Your child might not be having social issues, they just may not be thriving in an incredibly extroverted public school system. Your partner doesn’t like his friends more than you, he only requires more socialization to be fulfilled in life. We need to look deeper than the surface when it comes to conflicts in socialization. One size doesn’t fit all.
Simple things like compromise and understanding can make a great impact on our relationships. Recognize that different is not bad. Introversion and extroversion can and should live in harmony.
We Aren’t One or the Other
Life is never black and white and neither is introversion and extroversion. Cain describes us as a rubber band. We tend to lean more towards one end of the spectrum or other, but we can twist and pull ourselves in various directions. Introverts don’t have to be bad public speakers. Extroverts don’t have to hate quiet spaces. We can of course learn skills outside of our own comfort zone.
But it is also important to understand ourselves so that we know where we best thrive. As an introvert myself, I am often in situations where I must lead meetings or speak in public. I like to think I’m good at it. I don’t even dread it. But it is not a situation that energizes me. It wipes me out. When I have a day that involves a lot of interaction, I need my quiet time after.
I think Cain does a really good job at not arguing for one “side” over the other, because again, there aren’t really sides. Most people fall in the middle. Introverts and extroverts both have weaknesses to overcome and both have strengths on which to build.

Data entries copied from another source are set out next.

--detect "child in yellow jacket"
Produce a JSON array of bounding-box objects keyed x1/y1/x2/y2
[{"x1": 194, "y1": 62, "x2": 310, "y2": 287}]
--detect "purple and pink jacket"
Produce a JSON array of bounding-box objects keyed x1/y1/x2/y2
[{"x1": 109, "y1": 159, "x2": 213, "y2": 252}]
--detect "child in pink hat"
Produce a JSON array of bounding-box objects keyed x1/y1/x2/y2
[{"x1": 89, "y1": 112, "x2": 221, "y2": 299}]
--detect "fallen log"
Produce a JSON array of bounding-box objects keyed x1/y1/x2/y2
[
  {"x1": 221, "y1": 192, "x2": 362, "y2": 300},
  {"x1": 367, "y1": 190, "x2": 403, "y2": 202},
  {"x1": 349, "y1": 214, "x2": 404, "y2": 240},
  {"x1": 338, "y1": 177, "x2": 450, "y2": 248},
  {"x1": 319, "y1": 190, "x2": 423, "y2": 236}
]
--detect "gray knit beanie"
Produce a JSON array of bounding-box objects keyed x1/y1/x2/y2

My biggest takeaway from this book is simply to embrace yourself. Introversion is not something to be overcome or pushed away. Cain argues it is just as important as extroversion in society. Recognize your inherent weaknesses, but also recognize that gives you many strengths.
I’ve used the word obvious a few times but I don’t mean it in a derogatory manner. The most amazing lessons in life sound obvious once you hear them. And that is what Quiet is, something so relevant, engaging, and useful that it sounds obvious.